One breath, one step, one day at a time.

The only way out is through.

Feel your feelings.

Too bad I’m so fucking terrified of my feelings I can’t let them pierce my shell. Otherwise they’ll take me out. They’re so big and so overwhelming, I’ll be obliterated.

And where would that leave me? I need to survive. To keep pushing through, so I can live the life I know Lizzie would want for me.

I just need to muscle through this day. Then the pain, the worst of it anyway, will pass.

“Supposed to be nice this weekend,” George is saying. “Almost in the seventies on Saturday. Wanna head up to my parents’ lake house?

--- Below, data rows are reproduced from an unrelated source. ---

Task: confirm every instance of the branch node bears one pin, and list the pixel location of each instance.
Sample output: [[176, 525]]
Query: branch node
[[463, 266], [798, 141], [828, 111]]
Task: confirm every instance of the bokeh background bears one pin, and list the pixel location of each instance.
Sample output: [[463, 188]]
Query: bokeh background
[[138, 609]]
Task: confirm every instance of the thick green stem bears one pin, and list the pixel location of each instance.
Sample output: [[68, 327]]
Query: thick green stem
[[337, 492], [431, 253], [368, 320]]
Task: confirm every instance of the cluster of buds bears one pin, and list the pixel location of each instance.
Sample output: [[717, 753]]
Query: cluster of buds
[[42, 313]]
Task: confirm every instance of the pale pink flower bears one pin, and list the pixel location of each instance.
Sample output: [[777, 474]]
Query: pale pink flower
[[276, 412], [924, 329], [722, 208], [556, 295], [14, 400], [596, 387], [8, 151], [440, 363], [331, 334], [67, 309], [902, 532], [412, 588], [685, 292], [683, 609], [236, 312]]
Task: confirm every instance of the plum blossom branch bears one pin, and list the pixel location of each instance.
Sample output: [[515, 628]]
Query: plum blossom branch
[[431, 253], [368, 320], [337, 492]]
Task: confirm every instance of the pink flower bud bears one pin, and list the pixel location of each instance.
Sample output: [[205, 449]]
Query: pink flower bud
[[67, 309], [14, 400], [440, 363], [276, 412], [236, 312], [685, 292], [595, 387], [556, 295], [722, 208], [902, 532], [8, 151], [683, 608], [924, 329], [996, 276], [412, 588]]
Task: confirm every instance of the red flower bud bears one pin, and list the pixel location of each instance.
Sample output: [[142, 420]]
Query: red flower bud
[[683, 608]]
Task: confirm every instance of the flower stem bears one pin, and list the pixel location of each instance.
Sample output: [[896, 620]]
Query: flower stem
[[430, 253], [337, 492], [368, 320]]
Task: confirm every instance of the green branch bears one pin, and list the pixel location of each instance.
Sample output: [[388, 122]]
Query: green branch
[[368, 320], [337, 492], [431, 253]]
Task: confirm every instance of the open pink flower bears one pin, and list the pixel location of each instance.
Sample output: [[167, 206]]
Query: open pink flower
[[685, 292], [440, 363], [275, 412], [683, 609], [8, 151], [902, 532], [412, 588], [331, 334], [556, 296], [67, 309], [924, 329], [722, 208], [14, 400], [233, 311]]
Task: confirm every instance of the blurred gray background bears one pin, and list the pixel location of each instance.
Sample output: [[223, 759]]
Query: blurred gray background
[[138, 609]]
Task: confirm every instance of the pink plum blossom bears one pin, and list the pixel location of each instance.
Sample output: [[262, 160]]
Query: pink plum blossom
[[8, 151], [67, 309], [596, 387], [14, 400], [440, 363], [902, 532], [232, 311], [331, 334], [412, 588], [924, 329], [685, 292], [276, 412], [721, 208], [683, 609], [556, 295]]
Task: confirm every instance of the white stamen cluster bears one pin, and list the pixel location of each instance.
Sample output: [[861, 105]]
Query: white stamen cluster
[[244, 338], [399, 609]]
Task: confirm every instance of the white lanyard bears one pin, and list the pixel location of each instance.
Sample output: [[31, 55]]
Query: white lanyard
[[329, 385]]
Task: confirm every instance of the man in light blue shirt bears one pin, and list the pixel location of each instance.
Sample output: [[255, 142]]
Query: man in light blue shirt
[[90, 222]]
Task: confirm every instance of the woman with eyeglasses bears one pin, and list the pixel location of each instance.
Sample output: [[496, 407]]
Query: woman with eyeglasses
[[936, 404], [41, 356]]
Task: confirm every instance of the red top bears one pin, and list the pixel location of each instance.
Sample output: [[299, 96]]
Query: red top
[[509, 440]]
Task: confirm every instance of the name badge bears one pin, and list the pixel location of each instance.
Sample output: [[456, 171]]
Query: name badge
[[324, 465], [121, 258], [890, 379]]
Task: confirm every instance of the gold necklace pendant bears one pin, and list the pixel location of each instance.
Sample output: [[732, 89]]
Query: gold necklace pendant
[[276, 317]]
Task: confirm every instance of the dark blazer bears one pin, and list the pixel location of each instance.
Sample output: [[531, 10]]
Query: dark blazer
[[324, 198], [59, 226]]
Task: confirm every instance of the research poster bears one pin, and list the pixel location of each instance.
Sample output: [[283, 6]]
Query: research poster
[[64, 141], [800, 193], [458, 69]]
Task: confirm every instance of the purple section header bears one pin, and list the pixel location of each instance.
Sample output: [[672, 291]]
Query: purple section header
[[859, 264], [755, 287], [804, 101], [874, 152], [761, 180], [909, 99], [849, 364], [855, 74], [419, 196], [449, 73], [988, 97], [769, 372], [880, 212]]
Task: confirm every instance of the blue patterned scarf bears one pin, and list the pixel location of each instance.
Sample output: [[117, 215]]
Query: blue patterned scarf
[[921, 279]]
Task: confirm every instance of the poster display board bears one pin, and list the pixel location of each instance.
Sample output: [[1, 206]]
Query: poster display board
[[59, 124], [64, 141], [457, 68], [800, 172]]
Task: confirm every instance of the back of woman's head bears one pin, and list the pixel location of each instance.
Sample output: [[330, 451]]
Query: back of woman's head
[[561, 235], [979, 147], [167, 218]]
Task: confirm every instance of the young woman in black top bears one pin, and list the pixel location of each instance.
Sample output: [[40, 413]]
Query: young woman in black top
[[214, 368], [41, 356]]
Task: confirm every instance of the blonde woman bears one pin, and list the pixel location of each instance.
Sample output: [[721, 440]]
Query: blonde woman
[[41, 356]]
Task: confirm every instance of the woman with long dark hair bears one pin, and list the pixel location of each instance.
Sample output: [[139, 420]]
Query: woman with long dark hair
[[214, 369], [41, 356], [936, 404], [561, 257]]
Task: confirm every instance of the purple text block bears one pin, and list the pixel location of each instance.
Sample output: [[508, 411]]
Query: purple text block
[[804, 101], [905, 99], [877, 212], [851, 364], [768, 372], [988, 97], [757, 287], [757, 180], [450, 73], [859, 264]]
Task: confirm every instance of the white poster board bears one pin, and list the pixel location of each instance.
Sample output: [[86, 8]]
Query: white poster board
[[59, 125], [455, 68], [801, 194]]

Get some rowing in? I know my mom would love to see you.”

George’s parents own a big-ass house on Lake Norman, a large man-made lake about half an hour from uptown. “You sure you don’t have plans this weekend?”

He smirks. “I always have plans. But I’ll cancel them for you.”

“I’ll get a workout in, sure.” And then, because I’m an idiot: “Should we ask Greer to come?”

George shrugs. “Mom always asks Greer up to the lake, but she’s too busy working.”

“She works fucking hard, man. Maybe too hard.”

“Trust me, I know. I’m worried about her. But she’s dead set on my parents making money on their investment. I think she’s afraid of disappointing them. Being a burden.”

“No one would ever think she’s a disappointment. Or a burden.”

Porgeous just shakes his head. “Try telling her that.”

Greer is behind the counter of Drury Lane Bakery when George and I roll up a few minutes later. She’s moving so quickly she’s practically a blur. She grabs a tray of muffins, crouching to slide the tray onto her waiting cart. She stands back up and whirls around, lifting a gallon of what appears to be iced coffee and setting that on the cart too. She crouches again to open a lowboy, scoop out some ice, and toss that ice into the small cooler on the cart. She grabs a column of plastic cups and sets that next to the cooler. Then she’s turning around and looking up and our eyes meet.

Another kick to the chest.

Her eyes are a velvety shade of brown. Just light enough for the irises to be discernible from the pupils.

I frown at the dark circles beneath them. I notice her shoulders are hunched up around her ears.